= Observational comedy =

Form of humor based on the commonplace aspects of everyday life
Observational comedy is a form of humour based on commonplace aspects of everyday life, especially small details and shared experiences. In a typical observational routine, the comedian highlights something familiar to the audience that is rarely discussed explicitly, often framed to emphasise recognition or relatability.

==History==
Observational comedy has roots in the Borscht Belt (the Jewish Catskills resorts) of the 1930s and 1940s. As vaudeville declined, these resorts became a major training ground for comedians, many of them Jewish, working as tummlers (all-day entertainers). They performed repeatedly for largely Jewish audiences who stayed for extended periods, refining material centered on kvetching (complaining) about everyday life—such as marriage, in-laws, food, health concerns, and the small absurdities of shared experience. This environment fostered sharper, recognition-based humor that articulated commonplace frustrations in a relatable way. Some historians describe the Borscht Belt as the birthplace of modern stand-up comedy, where physical vaudeville gags gradually gave way to more conversational and observational wit. This foundational style influenced the emergence of observational comedy in its more polished form during the 1950s.

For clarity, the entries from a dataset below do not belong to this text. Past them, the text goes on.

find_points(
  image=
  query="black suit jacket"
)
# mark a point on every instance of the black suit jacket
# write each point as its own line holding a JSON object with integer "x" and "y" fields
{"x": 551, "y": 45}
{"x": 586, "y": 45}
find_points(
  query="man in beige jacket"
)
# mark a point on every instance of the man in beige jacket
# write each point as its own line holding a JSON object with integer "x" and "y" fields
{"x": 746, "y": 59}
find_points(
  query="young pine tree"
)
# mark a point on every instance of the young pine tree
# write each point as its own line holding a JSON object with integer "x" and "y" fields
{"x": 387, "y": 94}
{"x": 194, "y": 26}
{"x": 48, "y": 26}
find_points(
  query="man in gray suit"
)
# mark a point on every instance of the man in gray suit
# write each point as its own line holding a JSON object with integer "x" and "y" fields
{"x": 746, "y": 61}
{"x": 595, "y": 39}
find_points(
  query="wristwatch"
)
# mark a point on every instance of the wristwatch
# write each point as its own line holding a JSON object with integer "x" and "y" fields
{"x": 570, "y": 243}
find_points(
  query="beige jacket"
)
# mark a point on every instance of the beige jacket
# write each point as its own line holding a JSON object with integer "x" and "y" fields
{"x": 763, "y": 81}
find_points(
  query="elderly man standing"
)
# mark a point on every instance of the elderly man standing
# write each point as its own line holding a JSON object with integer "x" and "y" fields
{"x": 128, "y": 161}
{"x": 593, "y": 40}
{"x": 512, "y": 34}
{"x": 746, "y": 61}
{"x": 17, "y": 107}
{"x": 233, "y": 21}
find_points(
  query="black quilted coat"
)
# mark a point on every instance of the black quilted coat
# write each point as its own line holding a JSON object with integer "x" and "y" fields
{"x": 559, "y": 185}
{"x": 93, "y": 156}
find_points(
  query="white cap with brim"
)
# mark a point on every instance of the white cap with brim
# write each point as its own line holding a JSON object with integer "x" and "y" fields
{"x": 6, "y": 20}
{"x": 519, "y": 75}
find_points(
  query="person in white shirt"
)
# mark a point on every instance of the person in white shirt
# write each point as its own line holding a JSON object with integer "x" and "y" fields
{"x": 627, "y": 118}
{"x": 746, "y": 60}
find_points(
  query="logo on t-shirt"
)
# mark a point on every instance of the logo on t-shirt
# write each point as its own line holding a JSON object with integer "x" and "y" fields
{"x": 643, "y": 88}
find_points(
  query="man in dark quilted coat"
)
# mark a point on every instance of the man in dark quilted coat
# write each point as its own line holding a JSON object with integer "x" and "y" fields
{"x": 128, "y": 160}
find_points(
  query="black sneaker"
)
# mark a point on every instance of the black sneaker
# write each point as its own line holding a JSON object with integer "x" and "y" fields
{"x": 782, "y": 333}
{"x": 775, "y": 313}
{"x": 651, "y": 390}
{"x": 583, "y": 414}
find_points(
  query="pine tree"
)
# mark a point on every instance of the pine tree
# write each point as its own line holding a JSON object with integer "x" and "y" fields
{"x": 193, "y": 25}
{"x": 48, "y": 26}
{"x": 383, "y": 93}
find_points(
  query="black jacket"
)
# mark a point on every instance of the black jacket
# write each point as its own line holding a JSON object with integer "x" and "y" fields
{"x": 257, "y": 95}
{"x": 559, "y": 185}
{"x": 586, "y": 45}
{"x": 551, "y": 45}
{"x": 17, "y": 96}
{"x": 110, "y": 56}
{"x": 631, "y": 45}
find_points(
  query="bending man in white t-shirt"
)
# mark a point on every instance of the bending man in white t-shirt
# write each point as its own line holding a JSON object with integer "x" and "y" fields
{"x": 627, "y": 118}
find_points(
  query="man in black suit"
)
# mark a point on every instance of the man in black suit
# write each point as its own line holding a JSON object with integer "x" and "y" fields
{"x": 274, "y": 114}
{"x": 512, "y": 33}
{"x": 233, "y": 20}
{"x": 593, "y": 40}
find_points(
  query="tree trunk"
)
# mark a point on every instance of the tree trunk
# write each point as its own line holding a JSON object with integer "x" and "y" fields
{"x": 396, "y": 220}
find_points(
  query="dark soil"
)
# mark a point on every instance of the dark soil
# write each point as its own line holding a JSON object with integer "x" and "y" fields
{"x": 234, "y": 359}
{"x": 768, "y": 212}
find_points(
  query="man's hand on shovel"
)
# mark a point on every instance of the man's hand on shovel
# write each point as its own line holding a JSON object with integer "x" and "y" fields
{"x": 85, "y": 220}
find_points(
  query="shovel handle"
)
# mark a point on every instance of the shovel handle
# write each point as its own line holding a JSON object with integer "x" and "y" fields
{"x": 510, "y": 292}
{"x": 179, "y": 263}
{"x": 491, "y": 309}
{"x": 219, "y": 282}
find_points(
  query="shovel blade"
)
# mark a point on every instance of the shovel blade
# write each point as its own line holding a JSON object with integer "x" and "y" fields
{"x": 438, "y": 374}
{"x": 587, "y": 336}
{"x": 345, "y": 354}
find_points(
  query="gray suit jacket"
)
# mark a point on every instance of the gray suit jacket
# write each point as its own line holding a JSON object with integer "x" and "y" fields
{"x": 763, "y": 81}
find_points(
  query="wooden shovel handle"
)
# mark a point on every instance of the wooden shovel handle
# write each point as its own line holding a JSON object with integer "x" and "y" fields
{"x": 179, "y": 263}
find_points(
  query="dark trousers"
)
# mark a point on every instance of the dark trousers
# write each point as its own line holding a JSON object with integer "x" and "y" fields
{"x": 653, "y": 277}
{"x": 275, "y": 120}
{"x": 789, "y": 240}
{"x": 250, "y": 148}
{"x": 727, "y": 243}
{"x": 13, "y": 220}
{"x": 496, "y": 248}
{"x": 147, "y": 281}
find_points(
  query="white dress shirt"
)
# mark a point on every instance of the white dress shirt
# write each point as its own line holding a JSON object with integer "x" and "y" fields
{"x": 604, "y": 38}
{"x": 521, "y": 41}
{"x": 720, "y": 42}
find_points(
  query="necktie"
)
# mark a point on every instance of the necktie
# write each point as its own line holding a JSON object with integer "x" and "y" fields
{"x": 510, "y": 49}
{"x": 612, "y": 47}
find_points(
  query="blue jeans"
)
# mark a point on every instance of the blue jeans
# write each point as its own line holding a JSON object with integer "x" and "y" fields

Although observational comedy became popular in the United States in the 1950s, one author suggests that even much older jokes commented on human nature in comparable ways. Shelley Berman was one of the pioneers in the field. Other influential observational comics include David Brenner, George Carlin, and Jerry Seinfeld. A 1989 Los Angeles Times article wrote that Seinfeld is "clearly the standard of excellence in observational comedy", while Judd Apatow called Seinfeld "the greatest observational comedian who ever lived".
In the United Kingdom, Irish comedian Dave Allen popularised an observational style on television in the early 1970s, and Victoria Wood further developed closely observed, class-inflected material in the 1980s.

==Analysis==
British comedians Richard Herring and Jo Caulfield wrote in an article that observational comedy relies upon the fact that the observation is "universally familiar" but that it "won't necessarily have been consciously noted by your audience", arguing that the statements can be neither too obvious nor too obscure. Similarly, Eddie Izzard noted that a comedian's observations need to be relatable in order to be successful. Cultural commentators have noted that strong observational material clarifies "what, exactly, is the deal" with otherwise banal phenomena by drawing attention to details just below the threshold of perception.

Academic work has linked observational stand-up to sociological modes of seeing, arguing that comics' close attention to everyday life can function as informal social analysis.

== Reception and criticism ==
Critics have long noted both the appeal and limitations of observational material: its clarity and relatability can invite "recognition laughter," yet the genre is sometimes criticised when topics become overly trivial or formulaic. Media profiles of leading practitioners also frame the style as a craft of meticulous refinement rather than confessional disclosure.